More reasons to love Flash
Tputh.com pointed to the following site, which is now down:
http://www.azarask.in/blog/post/a-new-type-of-phishing-attack
You, can, of course, get Google’s cached version here:
http://webcache.googleusercontent.com/search?q=cache:Z4lufF2NUowJ:www.azarask.in/blog/post/a-new-type-of-phishing-attack/+http://www.azarask.in/blog/post/a-new-type-of-phishing-attack/&cd=1&hl=en&ct=clnk&gl=us&client=safari
Aza Raskin, Creative Lead of Firefox, describes a trojan horse attack whereby the scripts on an ostensibly innocuous site wait to see when you have started looking elsewhere (navigate to other tabs, other open windows, etc.), and when this is detected, the content on the site is replaced with a lookalike of a login window for gmail, facebook, online banking, whatever it detects that you use and currently have open. When you “log in” to the service, the site just forwards you to the real site, where you are still logged in as before, so it will appear that you have successfully re-logged in. But now the phishing site has your credentials, and you are none the wiser.
Here’s the money quote:
Every time you include a third-party script on your page, or a Flash widget, you leave yourself wide open for an evil doer to use your website as a staging ground for this kind of attack. If you are the evil doer, you can have this behavior only occur once in a while, and only if the user uses a targeted service.
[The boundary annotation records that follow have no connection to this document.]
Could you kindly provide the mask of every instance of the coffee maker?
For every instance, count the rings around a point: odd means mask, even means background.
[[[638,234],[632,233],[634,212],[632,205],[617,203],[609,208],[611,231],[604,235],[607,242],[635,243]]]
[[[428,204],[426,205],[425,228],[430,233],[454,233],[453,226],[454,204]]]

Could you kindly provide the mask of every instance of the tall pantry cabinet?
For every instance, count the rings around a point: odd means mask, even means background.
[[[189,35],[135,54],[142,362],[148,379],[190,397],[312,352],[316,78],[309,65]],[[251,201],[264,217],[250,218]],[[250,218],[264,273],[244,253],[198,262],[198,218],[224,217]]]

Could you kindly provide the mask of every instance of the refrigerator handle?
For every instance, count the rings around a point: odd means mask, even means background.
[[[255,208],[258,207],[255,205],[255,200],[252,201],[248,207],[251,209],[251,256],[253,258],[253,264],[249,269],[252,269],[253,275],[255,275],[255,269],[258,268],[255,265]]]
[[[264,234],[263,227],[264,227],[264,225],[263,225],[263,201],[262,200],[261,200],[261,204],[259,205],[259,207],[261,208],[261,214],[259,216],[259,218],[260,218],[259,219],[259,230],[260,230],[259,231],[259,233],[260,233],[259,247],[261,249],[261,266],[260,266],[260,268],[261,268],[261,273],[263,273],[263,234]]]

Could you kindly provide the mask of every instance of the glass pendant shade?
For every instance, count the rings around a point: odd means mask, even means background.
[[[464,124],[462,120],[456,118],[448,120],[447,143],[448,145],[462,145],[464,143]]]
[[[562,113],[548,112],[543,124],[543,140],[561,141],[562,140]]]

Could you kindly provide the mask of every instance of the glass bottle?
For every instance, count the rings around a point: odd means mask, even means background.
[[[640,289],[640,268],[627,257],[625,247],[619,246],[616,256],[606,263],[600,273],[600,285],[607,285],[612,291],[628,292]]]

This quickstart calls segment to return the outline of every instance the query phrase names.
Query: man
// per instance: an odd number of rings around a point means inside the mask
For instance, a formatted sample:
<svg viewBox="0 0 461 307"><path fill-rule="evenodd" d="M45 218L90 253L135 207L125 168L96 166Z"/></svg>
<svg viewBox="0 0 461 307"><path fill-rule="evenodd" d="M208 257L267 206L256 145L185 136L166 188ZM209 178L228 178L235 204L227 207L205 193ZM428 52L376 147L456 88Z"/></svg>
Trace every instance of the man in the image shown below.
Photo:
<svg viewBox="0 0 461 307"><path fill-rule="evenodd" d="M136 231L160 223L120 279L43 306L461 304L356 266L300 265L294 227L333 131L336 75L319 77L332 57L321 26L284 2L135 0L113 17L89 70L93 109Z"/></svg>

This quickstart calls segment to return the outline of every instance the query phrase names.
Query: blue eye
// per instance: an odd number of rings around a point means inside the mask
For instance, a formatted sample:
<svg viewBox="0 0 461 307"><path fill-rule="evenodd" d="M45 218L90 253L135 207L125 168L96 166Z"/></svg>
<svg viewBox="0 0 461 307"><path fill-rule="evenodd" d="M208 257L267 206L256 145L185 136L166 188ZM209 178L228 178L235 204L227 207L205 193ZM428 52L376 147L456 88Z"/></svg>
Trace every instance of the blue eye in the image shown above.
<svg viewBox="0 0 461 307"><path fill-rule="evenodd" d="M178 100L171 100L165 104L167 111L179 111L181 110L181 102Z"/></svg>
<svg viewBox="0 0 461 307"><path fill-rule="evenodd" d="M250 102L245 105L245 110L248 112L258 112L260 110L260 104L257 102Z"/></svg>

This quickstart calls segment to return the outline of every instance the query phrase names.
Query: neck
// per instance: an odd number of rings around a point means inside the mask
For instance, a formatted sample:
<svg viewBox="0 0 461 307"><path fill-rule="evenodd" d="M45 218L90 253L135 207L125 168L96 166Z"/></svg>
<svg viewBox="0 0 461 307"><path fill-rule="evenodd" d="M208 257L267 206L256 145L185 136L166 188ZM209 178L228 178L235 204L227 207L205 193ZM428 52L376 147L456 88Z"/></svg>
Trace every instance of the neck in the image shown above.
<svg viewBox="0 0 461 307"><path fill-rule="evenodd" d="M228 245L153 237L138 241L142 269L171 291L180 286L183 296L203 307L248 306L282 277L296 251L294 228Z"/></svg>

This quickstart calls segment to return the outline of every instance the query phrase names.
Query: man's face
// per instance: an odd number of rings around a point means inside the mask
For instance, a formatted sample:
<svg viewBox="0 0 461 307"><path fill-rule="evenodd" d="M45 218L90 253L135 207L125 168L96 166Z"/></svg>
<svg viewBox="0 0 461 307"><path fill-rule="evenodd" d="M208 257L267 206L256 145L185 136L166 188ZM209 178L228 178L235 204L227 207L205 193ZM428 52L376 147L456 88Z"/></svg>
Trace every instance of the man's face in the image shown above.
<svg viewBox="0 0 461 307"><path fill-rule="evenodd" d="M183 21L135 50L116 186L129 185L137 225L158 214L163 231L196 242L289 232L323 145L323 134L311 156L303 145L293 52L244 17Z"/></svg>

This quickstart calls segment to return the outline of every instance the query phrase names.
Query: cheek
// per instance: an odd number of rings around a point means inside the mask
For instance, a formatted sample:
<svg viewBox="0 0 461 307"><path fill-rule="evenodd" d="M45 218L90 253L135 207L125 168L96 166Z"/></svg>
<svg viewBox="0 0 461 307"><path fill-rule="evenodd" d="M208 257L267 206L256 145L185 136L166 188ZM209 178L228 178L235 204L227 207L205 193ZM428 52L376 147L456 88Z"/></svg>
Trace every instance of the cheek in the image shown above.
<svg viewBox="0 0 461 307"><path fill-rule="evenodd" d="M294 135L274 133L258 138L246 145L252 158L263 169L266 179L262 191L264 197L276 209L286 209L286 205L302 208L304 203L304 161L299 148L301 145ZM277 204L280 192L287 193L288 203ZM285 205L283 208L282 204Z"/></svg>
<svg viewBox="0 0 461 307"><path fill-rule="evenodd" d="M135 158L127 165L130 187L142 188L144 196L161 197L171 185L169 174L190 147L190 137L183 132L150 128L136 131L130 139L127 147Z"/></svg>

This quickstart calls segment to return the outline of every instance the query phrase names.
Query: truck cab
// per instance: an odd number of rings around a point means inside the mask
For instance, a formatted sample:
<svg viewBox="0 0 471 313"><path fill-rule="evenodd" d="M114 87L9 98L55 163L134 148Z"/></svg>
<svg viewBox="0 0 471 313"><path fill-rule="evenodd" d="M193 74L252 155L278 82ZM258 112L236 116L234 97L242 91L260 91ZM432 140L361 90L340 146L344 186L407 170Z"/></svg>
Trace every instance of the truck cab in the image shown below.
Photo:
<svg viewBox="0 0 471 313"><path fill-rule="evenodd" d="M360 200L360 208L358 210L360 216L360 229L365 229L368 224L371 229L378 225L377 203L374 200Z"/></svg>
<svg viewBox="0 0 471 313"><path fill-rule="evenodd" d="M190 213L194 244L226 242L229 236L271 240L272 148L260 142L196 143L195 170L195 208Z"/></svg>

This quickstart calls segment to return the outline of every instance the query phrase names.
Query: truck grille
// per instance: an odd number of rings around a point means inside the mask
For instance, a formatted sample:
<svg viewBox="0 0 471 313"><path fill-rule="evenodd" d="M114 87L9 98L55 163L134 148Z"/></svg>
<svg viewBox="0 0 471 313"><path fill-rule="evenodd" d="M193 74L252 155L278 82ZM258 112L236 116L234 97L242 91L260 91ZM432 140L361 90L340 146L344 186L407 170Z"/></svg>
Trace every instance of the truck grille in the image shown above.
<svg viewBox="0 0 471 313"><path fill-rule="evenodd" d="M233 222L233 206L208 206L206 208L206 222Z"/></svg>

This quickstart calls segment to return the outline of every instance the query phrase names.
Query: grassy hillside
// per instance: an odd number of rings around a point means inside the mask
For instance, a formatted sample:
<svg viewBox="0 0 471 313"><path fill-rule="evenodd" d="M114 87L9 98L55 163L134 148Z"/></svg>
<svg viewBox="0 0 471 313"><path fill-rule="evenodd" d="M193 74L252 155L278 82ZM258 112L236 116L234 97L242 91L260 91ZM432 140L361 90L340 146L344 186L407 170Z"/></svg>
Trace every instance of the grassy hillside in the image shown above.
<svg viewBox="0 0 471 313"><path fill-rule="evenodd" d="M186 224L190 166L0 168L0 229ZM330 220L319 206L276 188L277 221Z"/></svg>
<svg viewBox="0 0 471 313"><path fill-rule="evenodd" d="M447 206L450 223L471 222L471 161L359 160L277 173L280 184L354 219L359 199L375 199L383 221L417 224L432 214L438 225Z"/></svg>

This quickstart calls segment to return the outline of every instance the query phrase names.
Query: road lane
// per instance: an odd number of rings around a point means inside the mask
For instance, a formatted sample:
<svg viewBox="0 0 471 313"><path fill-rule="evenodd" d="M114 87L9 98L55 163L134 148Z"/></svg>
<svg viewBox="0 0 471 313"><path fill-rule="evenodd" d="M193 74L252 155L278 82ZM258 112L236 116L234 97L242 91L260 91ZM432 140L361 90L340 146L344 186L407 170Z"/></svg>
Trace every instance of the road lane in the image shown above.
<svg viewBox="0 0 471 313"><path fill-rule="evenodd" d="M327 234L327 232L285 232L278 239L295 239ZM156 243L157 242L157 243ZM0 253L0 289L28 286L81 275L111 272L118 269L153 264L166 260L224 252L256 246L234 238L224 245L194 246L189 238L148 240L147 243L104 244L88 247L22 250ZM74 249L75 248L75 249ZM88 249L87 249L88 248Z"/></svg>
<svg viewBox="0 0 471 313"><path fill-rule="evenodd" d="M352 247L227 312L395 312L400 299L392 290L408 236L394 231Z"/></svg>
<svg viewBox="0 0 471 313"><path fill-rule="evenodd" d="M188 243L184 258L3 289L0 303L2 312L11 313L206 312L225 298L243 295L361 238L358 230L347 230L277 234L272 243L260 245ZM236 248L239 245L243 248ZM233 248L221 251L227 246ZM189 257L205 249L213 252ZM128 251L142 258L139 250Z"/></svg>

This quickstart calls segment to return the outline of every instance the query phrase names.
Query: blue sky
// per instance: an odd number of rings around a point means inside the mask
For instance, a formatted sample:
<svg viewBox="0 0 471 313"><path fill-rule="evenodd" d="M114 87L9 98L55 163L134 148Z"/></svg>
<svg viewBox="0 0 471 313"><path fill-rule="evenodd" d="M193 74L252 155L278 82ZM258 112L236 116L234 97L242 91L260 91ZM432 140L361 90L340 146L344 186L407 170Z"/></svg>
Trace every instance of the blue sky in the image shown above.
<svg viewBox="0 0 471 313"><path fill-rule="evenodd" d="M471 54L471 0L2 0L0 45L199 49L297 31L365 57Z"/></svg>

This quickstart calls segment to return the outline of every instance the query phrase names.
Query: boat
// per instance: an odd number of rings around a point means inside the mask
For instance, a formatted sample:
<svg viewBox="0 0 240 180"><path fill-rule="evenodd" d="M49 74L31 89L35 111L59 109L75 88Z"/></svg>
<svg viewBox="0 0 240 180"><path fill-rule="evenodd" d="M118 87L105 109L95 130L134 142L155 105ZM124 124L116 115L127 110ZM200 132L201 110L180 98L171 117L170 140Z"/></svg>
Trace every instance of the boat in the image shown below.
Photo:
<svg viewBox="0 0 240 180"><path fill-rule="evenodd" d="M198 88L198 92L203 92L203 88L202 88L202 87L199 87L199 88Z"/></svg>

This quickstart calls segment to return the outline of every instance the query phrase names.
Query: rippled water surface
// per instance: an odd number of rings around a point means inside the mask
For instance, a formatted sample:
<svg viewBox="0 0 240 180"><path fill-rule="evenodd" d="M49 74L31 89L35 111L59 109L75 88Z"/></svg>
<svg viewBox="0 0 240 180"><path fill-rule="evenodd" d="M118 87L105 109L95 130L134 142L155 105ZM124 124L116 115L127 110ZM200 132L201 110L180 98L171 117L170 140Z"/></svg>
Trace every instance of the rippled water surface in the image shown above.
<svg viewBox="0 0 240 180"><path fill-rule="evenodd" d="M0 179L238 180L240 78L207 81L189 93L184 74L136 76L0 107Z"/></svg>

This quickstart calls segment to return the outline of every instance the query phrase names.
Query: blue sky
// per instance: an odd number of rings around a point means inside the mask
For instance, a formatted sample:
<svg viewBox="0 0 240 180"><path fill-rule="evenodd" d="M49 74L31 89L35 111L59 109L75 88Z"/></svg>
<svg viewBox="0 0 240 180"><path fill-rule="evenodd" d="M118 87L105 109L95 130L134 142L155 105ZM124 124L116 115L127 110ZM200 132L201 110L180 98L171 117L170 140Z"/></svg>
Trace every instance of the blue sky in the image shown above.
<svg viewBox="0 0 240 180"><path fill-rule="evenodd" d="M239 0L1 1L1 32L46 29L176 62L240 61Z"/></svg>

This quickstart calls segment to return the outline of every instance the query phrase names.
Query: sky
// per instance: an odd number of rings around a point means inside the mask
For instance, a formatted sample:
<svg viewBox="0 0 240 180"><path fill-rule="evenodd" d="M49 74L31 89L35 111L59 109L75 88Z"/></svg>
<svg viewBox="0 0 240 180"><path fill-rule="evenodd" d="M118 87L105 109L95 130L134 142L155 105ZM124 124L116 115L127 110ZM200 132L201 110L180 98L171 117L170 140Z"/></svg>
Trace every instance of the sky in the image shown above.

In other words, it could be hard to detect.
Yeah, the point is that your site doesn’t have to be the bad site … if you have a Flash script, say, from an advertiser that you don’t know well, that script could be the one to take over the session. Woo hoo! I agree with his conclusion:
… it’s time for the browser to take a more active role in being your smart user agent; one that knows who you are and keeps your identity, information, and credentials safe.
Or, you know, just disable Flash. Or buy an iPad.